Studentenverbindungen sind einflussreiche Netzwerke. Das ist ihre Funktion: Ein Mitglied trägt das andere nach oben. Peters haben sie fallen lassen. Wenn er etwas veröffentlicht, schneien im Internet sofort böse Kommentare herein. Ein Verbindungsmitglied aus den USA, von dem er vorher nie gehört hatte, hat einen Verriss von Peters Doktorarbeit ins Internet gestellt. Vor einiger Zeit hat er einen Vortrag in Mannheim gehalten, über Eliten und studentische Korporationen. Im Publikum saßen 120 grinsende Verbindungsstudenten. 120! Neben ein paar Linken vom Asta. „Da läuft doch was falsch!“, ruft Peters jetzt.

Die Tradition im Rücken

Man muss solche Vorkommnisse nicht überbewerten. Peters versucht die Sache sportlich zu nehmen. Dabei guckt er wie einer, der einen Sumpf mit einem Löffel trocken legen muss.

Fünfzehn Jahre ist der Ausstieg jetzt her. Nach seinem Austritt hat er eine Frau gefunden und geheiratet, er ist zum Buddhismus übergetreten, hat begonnen, wilde abstrakte Ölbilder zu malen. Die vielen Abende ohne Verbindungstreffen mussten gefüllt werden. Peters engagierte sich im Asta, organisierte Veranstaltungen gegen rechte Burschenschaften, hat eine „sozialistisch ökologische Hochschulgruppe“ gegründet. Er ist in die SPD eingetreten, wieder ausgetreten, wieder eingetreten, nochmal ausgetreten. Er sagt Sätze wie diesen: „Die Linken haben genauso einen Schaden wie die Rechten.“ Und da kann man schon sehen, dass es Peters seit seinem Abschied aus der Verbindung schwerfällt, zurückzufinden in eine zusammenhängende, harmonische Welt.

Bei seinem Rhetorikkurs für die Passauer Studenten wirkt Peters ziemlich locker. Er macht ein paar Witze über Edmund Stoiber. Trotzdem fällt eine Bewegungslosigkeit im Oberkörper auf, die ihm wie ein Kleiderbügel zwischen den Schultern sitzt.
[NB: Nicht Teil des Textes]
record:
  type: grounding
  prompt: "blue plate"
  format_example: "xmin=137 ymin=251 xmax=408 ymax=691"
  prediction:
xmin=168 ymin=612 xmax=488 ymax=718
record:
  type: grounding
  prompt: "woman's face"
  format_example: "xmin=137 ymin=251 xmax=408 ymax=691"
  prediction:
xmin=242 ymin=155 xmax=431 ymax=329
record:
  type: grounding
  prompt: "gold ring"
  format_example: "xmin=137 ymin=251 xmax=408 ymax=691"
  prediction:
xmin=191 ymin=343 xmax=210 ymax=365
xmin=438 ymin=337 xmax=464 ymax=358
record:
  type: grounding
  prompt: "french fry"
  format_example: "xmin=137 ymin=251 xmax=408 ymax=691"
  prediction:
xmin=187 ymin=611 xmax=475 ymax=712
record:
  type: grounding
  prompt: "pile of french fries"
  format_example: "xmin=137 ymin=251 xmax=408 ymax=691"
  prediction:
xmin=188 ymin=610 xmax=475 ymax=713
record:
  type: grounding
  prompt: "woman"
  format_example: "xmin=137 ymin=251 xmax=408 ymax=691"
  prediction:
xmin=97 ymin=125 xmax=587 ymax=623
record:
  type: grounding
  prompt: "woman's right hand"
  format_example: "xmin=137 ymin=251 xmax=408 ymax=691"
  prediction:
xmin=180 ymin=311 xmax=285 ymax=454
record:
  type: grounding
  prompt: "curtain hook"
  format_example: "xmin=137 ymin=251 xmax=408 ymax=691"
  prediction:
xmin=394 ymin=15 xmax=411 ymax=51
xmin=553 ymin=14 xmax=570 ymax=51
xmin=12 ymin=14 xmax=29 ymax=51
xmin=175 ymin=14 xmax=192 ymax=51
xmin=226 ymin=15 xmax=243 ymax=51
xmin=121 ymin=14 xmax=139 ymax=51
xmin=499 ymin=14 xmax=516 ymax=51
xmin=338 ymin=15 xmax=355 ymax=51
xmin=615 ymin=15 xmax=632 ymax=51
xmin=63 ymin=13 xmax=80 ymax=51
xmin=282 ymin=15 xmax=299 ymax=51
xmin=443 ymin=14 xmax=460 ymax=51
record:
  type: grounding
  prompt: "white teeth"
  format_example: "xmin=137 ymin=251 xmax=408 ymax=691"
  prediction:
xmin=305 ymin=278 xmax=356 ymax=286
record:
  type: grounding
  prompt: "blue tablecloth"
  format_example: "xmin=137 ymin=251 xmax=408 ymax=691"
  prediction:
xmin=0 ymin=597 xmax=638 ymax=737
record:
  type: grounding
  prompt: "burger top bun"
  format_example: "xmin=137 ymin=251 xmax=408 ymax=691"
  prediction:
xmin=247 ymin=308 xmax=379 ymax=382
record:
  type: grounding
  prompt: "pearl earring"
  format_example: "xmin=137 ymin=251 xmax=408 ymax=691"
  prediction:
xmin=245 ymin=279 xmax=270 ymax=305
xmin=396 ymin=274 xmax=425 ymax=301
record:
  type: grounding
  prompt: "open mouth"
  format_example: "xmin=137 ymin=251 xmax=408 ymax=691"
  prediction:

Womöglich ein Rest hängen gebliebener Tradition, der sich nicht abschütteln lässt.

Tatsächlich lässt ihn die Vergangenheit ja nicht los. Er hat seine Doktorarbeit über die Sozialisation in studentischen Korporationen geschrieben. Er hat daraus ein Buch gemacht. Er war ins Fernsehen als Experte eingeladen, regelmäßig hält er Vorträge zum Thema. Er hat einen Krimi geschrieben, der im Verbindungsmilieu spielt.

Er kommt aus dem Schatten nicht weg. Vielleicht werfen Studentenverbindungen auch besonders lange Schatten.

Vor ein paar Jahren hat er nach einem Vortrag eine andere Frau kennen gelernt, eine Französin, die auch zum Thema Studentenverbindungen forscht. Er hat dieser Frau ein Jahr lang heimlich E-Mails geschickt. Inzwischen ist er von seiner ersten Frau geschieden und mit der Französin verheiratet. Sie leben in Straßburg. Im vergangenen Jahr ist Stephan Peters in die FDP eingetreten.